Zingaretti: "Il governo politicamente non c'è più. M5S trasformista. PD è cambiato, prima era il Vietnam"

Il segretario del PD vuole lavorare al "Piano per l'Italia" con i suoi alleati.

Zingaretti su M5S trasformista e Pd come Vietnam

Nicola Zingaretti si è sobbarcato quasi interamente sulle sue spalle la campagna elettorale per il PD in vista delle elezioni europee di domenica prossima, ma nelle interviste, più che dei piani per l'Europa, si ritrova nella stragrande maggioranza dei casi a dover rispondere su domande relative alla situazione interna dell'Italia e ai problemi del governo Lega-M5S. Al Corriere della Sera il segretario del PD Ha detto:

"Il governo politicamente non c’è più, e il costo per gli italiani già oggi è immenso e lo diventerà ancora di più nei prossimi mesi. Come ha detto il ministro Tria, ora dovranno correre ai ripari per colmare i buchi di bilancio che hanno creato: che significa aumentare l’Iva o una stagione di gravissimi tagli sui servizi. Intanto Salvini e Di Maio non riescono più a decidere su nulla, come ha ammesso lo stesso sottosegretario Giorgetti. Se togliamo le provocazioni e i finti litigi quotidiani, quello che resta è solo un indecente patto di potere per mantenere le loro poltrone e salvaguardare i loro partiti. Se durerà dipende proprio dal voto, per questo è importante andare a votare e lanciare un segnale"

E in particolare sul M5S ha aggiunto:

"Nell’elettorato dei 5 Stelle convivono pulsioni e identità diverse.
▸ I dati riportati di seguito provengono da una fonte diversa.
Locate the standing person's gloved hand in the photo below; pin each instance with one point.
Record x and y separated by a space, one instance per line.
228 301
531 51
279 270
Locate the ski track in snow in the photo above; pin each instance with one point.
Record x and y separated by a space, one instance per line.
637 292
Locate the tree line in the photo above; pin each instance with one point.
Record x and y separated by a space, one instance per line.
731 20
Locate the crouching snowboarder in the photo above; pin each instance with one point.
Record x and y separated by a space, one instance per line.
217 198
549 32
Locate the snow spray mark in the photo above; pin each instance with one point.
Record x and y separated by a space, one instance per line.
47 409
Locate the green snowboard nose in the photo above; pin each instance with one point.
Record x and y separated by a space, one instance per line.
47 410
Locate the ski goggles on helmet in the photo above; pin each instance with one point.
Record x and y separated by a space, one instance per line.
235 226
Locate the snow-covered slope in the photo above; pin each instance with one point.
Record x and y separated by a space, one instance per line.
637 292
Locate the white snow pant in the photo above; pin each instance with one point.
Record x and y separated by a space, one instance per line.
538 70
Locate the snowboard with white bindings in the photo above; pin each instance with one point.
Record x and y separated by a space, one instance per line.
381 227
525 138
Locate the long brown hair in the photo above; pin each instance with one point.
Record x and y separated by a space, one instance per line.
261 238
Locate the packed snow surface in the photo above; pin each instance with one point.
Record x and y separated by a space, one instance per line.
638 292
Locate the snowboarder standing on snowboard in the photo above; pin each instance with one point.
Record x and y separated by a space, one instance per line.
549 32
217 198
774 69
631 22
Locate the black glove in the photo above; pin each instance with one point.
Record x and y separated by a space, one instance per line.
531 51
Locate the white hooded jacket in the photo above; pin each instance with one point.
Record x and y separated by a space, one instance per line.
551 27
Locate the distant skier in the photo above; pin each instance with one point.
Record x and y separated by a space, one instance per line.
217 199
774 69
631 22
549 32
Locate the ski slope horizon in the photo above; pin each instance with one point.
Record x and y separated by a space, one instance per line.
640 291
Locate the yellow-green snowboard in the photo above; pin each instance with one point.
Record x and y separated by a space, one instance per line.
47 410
La parola adatta per definire l’attuale gruppo dirigente di 5 Stelle non è certo 'sinistra ma 'trasformista'. Vanno dai gilet gialli che bruciano le auto ma si definiscono moderati. Hanno criticato Salvini perché alleato dei neonazisti ma gli fanno fare il ministro degli Interni. Si dicono ambientalisti ma votano i condoni. Si dicono in disaccordo su tutto ma poi si dicono garanti di altri quattro anni di governo. Credo che per l’Italia più che un annuncio sia una minaccia. Perché, ripeto, questo significa assenza di una visione e quindi un costo per il Paese"

Ha ribadito che non si alleerà con i pentastellati e che, invece, sta lavorando a un Piano per l'Italia con nuovi alleati come i Verdi e +Europa, che tuttavia alle europee si presentano separatamente dal PD. E per quanto riguarda un eventuale candidato Premier ha detto che sarà scelta la persona migliore in base a un programma di governo nuovo che sarà scritto "con le forze migliori del Paese". Inoltre ha sottolineato che il PD è profondamente cambiato in questi mesi, perché prima era un "Vietnam" a causa dei frequenti litigi, mentre "ora quelli che litigano sono gli altri".